If you’re traveling to France in the near future and have dreams of picking apart the delicate, flaky layers of authentic croissant, be warned that these beloved pastries may be in short supply when you get there. Why? Apparently because people are eating more butter.
Butter is an essential ingredient in making a croissant, but some bakeries have decided to cut their butter orders rather than pay the higher price.
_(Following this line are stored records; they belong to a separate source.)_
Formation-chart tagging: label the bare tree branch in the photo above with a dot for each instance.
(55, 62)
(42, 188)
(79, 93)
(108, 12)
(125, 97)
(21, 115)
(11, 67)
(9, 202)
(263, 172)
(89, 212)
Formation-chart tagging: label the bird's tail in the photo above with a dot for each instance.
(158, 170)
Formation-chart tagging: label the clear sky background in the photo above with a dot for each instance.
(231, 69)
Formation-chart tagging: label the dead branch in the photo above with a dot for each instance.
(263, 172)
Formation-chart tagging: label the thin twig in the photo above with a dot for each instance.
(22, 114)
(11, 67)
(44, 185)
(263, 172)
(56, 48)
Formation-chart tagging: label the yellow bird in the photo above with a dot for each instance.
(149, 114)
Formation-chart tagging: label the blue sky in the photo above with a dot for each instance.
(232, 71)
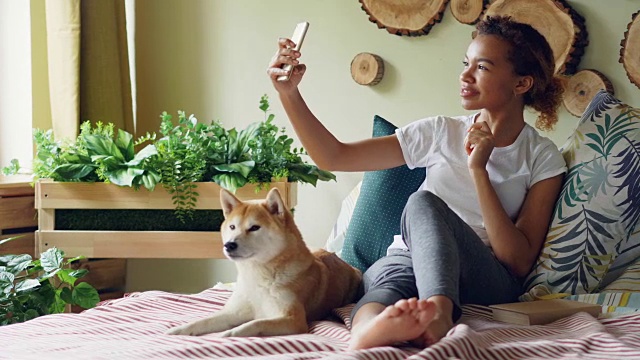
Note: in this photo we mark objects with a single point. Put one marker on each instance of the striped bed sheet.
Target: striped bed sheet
(133, 328)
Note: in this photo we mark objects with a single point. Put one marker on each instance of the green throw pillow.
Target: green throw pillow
(593, 235)
(376, 217)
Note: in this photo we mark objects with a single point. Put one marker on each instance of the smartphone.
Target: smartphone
(298, 38)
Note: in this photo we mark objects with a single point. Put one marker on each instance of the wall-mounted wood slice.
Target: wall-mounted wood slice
(467, 11)
(367, 69)
(580, 88)
(562, 26)
(405, 17)
(630, 51)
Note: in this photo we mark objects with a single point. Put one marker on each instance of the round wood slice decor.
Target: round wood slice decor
(406, 17)
(467, 11)
(563, 28)
(630, 51)
(580, 88)
(367, 69)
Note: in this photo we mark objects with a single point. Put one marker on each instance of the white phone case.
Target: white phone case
(298, 38)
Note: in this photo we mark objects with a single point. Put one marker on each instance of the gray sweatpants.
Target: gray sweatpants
(445, 257)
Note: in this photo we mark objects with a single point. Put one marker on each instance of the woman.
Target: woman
(474, 230)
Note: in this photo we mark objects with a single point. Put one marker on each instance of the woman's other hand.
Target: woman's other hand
(286, 55)
(479, 144)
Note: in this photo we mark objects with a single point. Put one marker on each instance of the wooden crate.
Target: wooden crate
(52, 195)
(108, 276)
(17, 215)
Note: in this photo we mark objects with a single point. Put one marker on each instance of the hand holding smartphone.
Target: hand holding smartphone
(297, 37)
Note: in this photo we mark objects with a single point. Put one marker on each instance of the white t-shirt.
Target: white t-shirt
(437, 144)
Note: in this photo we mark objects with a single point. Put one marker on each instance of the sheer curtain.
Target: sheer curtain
(88, 64)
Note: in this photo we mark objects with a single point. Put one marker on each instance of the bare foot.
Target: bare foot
(403, 321)
(437, 328)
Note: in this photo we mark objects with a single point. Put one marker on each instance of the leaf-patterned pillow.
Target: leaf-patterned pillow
(593, 235)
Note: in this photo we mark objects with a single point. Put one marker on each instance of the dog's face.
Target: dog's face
(253, 231)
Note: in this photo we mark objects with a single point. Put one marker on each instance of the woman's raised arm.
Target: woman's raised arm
(326, 151)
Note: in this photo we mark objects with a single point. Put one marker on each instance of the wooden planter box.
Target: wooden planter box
(51, 196)
(17, 215)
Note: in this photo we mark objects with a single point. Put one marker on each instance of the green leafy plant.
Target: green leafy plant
(187, 152)
(30, 288)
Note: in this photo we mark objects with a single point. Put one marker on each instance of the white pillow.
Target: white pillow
(339, 230)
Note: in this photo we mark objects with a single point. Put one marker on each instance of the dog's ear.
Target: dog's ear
(228, 201)
(275, 205)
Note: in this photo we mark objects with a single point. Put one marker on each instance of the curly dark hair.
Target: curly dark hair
(530, 55)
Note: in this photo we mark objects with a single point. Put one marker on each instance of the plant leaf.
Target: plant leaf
(143, 154)
(124, 142)
(244, 168)
(27, 284)
(51, 259)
As a result, there are fewer croissants and other pastries being made in France right now, and the ones that are available may be more expensive.
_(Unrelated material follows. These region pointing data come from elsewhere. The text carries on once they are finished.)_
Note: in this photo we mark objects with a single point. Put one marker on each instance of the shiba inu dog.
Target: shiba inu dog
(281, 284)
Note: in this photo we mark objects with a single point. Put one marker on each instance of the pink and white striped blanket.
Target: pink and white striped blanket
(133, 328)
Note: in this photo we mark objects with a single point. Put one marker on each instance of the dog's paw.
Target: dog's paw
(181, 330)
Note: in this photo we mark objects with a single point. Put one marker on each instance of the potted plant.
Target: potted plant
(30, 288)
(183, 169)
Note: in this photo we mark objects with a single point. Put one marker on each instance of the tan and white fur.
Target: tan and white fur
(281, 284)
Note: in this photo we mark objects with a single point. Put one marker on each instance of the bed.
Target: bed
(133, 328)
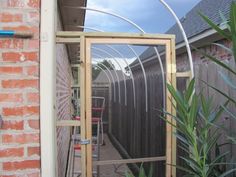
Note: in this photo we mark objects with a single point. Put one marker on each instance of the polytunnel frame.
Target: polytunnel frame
(114, 87)
(156, 50)
(140, 62)
(47, 87)
(118, 79)
(86, 41)
(122, 57)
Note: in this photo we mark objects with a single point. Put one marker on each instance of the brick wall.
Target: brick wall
(19, 90)
(63, 102)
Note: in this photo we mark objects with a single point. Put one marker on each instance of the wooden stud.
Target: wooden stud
(88, 82)
(82, 105)
(127, 161)
(168, 109)
(173, 106)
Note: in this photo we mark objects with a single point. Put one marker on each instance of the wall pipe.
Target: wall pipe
(16, 34)
(124, 78)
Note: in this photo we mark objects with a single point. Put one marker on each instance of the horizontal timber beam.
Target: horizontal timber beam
(127, 161)
(68, 123)
(70, 34)
(64, 40)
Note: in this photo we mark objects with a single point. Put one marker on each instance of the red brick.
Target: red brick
(12, 152)
(31, 110)
(11, 44)
(25, 83)
(10, 70)
(20, 111)
(17, 111)
(34, 3)
(37, 174)
(33, 97)
(15, 3)
(11, 97)
(27, 164)
(33, 151)
(13, 125)
(34, 124)
(20, 138)
(23, 28)
(33, 44)
(33, 70)
(9, 17)
(20, 56)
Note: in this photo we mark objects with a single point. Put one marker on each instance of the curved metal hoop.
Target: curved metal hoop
(184, 35)
(114, 87)
(103, 51)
“Because the year-end holidays are approaching, with Christmas preparations and particularly the ‘Galette des Rois’ cake which needs a lot of butter, if there is not a significant decline, we will be forced to pass on the price rise,” one Paris baker told Reuters.
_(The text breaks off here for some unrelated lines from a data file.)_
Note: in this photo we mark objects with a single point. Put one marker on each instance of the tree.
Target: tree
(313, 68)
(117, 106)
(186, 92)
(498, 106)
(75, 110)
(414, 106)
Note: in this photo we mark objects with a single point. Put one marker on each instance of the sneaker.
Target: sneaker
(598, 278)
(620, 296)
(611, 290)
And in French supermarkets, signs are popping up in barren butter cases, explaining that there is a shortage for certain brands, Reuters notes.
The shortage is due to falling milk production as well as an increasing demand for butter around the world as consumers turn their noses up at spreads like margarine.
But despite the high demand for butter, dairy farmers in France claim they’re not seeing the benefits because they’re often paid based on cheaper raw milk and powder prices, Reuters notes, and prices haven’t been adjusted amid the butter shortfall.
To that end, although Agriculture Minister Stephane Travert reportedly downplayed the idea of dire shortages this week, he did tell parliament that retailers and suppliers should agree on price adjustments.